RP: Did you start up your business again, or did you work...

TI: The same business. Except I rented a piece of property over on Sawtelle Boulevard and built up a little tin building on there to house our tools, and I did my work over there. And I was so busy over there, it took all my time. I couldn't do anything else. All these people there, Japanese people returning here, bought cars and pickup trucks, pretty junky, 'cause they didn't have any money either. And they had to fix 'em so they could drive. I fixed 'em and they said they'd pay me later. What else could I do? So I wasn't even getting any money hardly. But I stayed into it. Got busier and busier and had to hire people. It was all right.

[Interruption]

TI: Well, the reason why, the reason why I got into the racing business, before the war, I got into the hot rod business. You know, racing cars up to the dry lakes and stuff, besides my ordinary repairs. And so I made a lot of friends that way who helped me get out of camp to begin with.

RP: Oh, you did?

TI: They wrote letters to "General Nitwit" up there in San Francisco, and told him, "You got no business holding that man in camp." And these were all friends of mine that I knew before the war. And when they found out that I'd come back, they all came to see me. And before you know, it, I was in the hot rod business all over again. And we started building racecars, and I got into racing, and that's that.

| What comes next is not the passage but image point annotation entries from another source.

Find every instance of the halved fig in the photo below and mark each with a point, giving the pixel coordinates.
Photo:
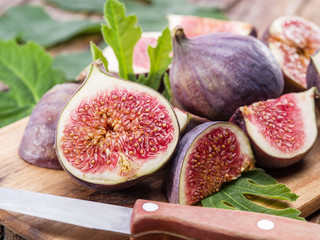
(207, 156)
(313, 74)
(283, 130)
(196, 26)
(292, 40)
(113, 131)
(37, 144)
(141, 62)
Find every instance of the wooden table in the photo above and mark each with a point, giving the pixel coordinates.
(258, 12)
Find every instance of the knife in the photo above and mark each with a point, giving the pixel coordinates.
(157, 220)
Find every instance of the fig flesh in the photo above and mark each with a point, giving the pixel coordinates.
(292, 40)
(37, 144)
(188, 121)
(313, 74)
(207, 156)
(113, 132)
(196, 26)
(212, 75)
(283, 130)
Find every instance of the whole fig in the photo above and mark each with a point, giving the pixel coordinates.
(212, 75)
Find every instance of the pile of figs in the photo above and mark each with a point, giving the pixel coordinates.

RP: Uh-huh. Where were these dry lakes? Up in the Mojave area?

TI: Up in the Mojave area.

RP: Rosamond...

TI: Rosamond, yeah. That's where we went.

RP: Now there's a speedway up there.

TI: Oh, is that right?

RP: Yeah. I think it's called Willow Springs Raceway.

TI: Oh, yeah, that's right.

RP: So you started something up there.

TI: Yeah, that's right. I remember Willow Springs now.

RP: What type of racing cars were these?

TI: Well, we started out with roadsters, roadsters, hopped up roadsters, taking the fenders off of 'em and all that, and racing 'em on the street. And after the war, naturally, racing on the street with no fenders, that was not too good either. But they ended up doing all this drag racing and stuff like that, which we went on into that also, drag racing. And then I got into midget racing, racing midgets. And boy, that was a lot of fun, we didn't all kinds of racing like that.

RP: Now, did you, were you the guy who actually raced the cars, or did you, did you have other drivers?

TI: Yeah, we had drivers.

RP: So you kind of provided the, sort of a pit crew type of...

TI: Yeah, yeah.

RP: ...maintenance.

TI: Taking care of the cars.

RP: That's neat.

TI: I did a few laps, but on my own car I had. I didn't like my wife to know about it.